As far as the Tundra goes. we haven't installed a setup on any Tundra other than my own, and I have a old 7.5' Pro UniMount using the ultramount/unimount adapter. and I'm sure my old 3 spring Pro is lighter than the newer 4 spring ultramount pros. for ****s and giggles we plugged up one of the 8.5' Pro Plus plows, and yea, it was a bit much for the Tundra


----------



## CrisMurfy

I ended up going with a 3" front / 2" rear lift, and the Sno-Way 26 plow. I inquired about the 29 because I thought it would be a fine weight if I lifted it, but the shop was very much against that so I took their advice. Just waiting for the parts to be shipped and looking forward to the install getting done.


----------



## 2COR517

Lift kits do not increase weight capacity.


----------



## H20-32

CrisMurfy;1204060 said:


> I ended up going with a 3" front / 2" rear lift, and the Sno-Way 26 plow. I inquired about the 29 because I thought it would be a fine weight if I lifted it, but the shop was very much against that so I took their advice. Just waiting for the parts to be shipped and looking forward to the install getting done.


What lift did you go with, and what dealer for sno-way? Once completed lets see some photo's.


----------



## H20-32

2COR517;1204561 said:


> Lift kits do not increase weight capacity.
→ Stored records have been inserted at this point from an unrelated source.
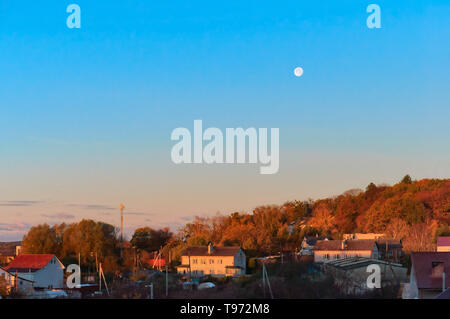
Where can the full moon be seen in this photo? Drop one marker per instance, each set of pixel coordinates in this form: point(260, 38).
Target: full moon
point(298, 71)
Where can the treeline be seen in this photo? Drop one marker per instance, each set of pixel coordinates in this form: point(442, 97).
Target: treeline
point(413, 211)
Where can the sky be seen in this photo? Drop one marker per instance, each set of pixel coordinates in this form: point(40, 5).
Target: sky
point(86, 114)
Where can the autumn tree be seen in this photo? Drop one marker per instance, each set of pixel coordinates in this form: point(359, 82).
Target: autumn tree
point(149, 239)
point(42, 239)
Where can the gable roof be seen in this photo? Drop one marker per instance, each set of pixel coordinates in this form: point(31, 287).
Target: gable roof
point(422, 265)
point(358, 244)
point(29, 262)
point(443, 241)
point(391, 243)
point(217, 251)
point(358, 262)
point(444, 295)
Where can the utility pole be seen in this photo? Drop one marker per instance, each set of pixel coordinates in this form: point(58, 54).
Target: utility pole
point(122, 207)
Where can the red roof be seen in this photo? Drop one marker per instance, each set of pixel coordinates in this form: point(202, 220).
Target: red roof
point(443, 241)
point(27, 263)
point(422, 263)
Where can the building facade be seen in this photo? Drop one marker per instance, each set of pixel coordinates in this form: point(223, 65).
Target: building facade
point(45, 270)
point(327, 250)
point(443, 244)
point(429, 275)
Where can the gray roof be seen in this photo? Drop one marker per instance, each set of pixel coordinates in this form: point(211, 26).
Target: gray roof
point(357, 262)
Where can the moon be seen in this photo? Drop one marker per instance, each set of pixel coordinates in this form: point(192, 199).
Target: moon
point(298, 71)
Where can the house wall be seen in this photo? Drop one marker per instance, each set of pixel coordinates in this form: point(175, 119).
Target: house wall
point(212, 265)
point(49, 277)
point(321, 256)
point(354, 281)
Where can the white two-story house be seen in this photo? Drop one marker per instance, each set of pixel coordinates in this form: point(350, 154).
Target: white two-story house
point(44, 270)
point(198, 261)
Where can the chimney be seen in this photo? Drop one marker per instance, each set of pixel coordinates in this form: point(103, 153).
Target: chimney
point(443, 281)
point(210, 248)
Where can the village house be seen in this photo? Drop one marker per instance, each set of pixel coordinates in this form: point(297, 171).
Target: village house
point(350, 274)
point(364, 236)
point(198, 261)
point(327, 250)
point(308, 243)
point(443, 244)
point(15, 283)
point(390, 250)
point(45, 270)
point(8, 251)
point(430, 275)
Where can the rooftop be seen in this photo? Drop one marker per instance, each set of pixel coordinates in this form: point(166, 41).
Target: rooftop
point(422, 263)
point(217, 251)
point(443, 241)
point(357, 262)
point(29, 262)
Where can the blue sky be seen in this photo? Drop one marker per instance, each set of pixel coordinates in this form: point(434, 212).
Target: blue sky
point(86, 115)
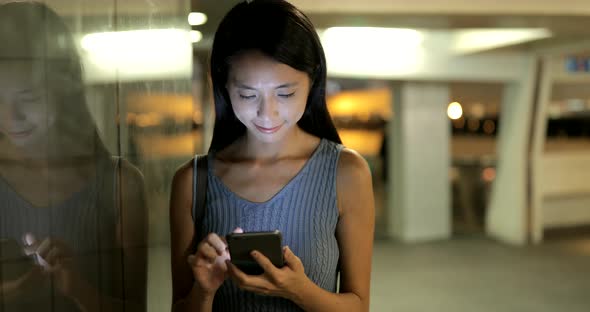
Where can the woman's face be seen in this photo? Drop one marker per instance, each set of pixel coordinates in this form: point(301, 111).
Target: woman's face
point(268, 97)
point(25, 115)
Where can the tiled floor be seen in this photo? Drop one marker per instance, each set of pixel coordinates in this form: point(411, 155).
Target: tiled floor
point(463, 274)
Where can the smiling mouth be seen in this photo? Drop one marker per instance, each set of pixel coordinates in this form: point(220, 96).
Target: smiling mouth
point(268, 130)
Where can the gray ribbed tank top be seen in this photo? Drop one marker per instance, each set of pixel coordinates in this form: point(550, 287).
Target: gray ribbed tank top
point(306, 213)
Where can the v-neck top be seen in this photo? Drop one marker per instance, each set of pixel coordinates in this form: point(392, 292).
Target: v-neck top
point(304, 210)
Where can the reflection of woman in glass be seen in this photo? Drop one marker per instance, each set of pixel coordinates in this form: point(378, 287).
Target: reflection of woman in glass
point(77, 212)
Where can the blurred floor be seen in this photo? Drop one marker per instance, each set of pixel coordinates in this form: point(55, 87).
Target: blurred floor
point(477, 274)
point(468, 274)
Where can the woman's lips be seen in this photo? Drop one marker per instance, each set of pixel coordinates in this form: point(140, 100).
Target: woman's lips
point(268, 130)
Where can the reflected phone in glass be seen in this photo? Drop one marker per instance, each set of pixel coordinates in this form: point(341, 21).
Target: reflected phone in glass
point(14, 263)
point(268, 243)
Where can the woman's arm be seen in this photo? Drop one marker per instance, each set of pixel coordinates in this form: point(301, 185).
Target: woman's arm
point(355, 239)
point(185, 294)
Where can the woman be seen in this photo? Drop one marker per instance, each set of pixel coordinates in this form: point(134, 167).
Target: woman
point(275, 162)
point(75, 211)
That statement is true, unless its a spring upgrade.


----------



## 2COR517

H20-32;1204587 said:


> That statement is true, unless its a spring upgrade.


And the new springs have a higher spring rate.


----------



## CrisMurfy

H20-32;1204585 said:


> What lift did you go with, and what dealer for sno-way? Once completed lets see some photo's.


I ordered the Ready Lift Leveling Kit.. But now I am curious if that was a bad decision so I am re-thinking before I get them installed. For a plow as light at the 26 series is more than that needed? Possibly heavier springs, air bags, etc..?

If not needed, I will stick with the order that I already placed..

As for the dealer, I went to Bay State Truck Caps in Fall River, Ma. Really good guys to deal with.


----------



## mercer_me

CrisMurfy;1204060 said:


> I ended up going with a 3" front / 2" rear lift, and the Sno-Way 26 plow. I inquired about the 29 because I thought it would be a fine weight if I lifted it, but the shop was very much against that so I took their advice. Just waiting for the parts to be shipped and looking forward to the install getting done.


Congrats on the new plow. Post pictures after you get it instaled.


----------



## basher

CrisMurfy;1204060 said:


> I ended up going with a 3" front / 2" rear lift, and the Sno-Way 26 plow. I inquired about the 29 because I thought it would be a fine weight if I lifted it, but the shop was very much against that so I took their advice. Just waiting for the parts to be shipped and looking forward to the install getting done.


Nice set up, lets see some pictures. If you cannot get then to load here try my facebook page then post a link. We've set a tundra or two up with that set up and they are well matched even with-out front assists. Add a SW6 tailgate spreader and you are good to goThumbs Up


----------



## H20-32

If you change your mind on springs contact these guys, www.wheelersoffroad.com
best price and great to deal with.Old man emu springs are great.


----------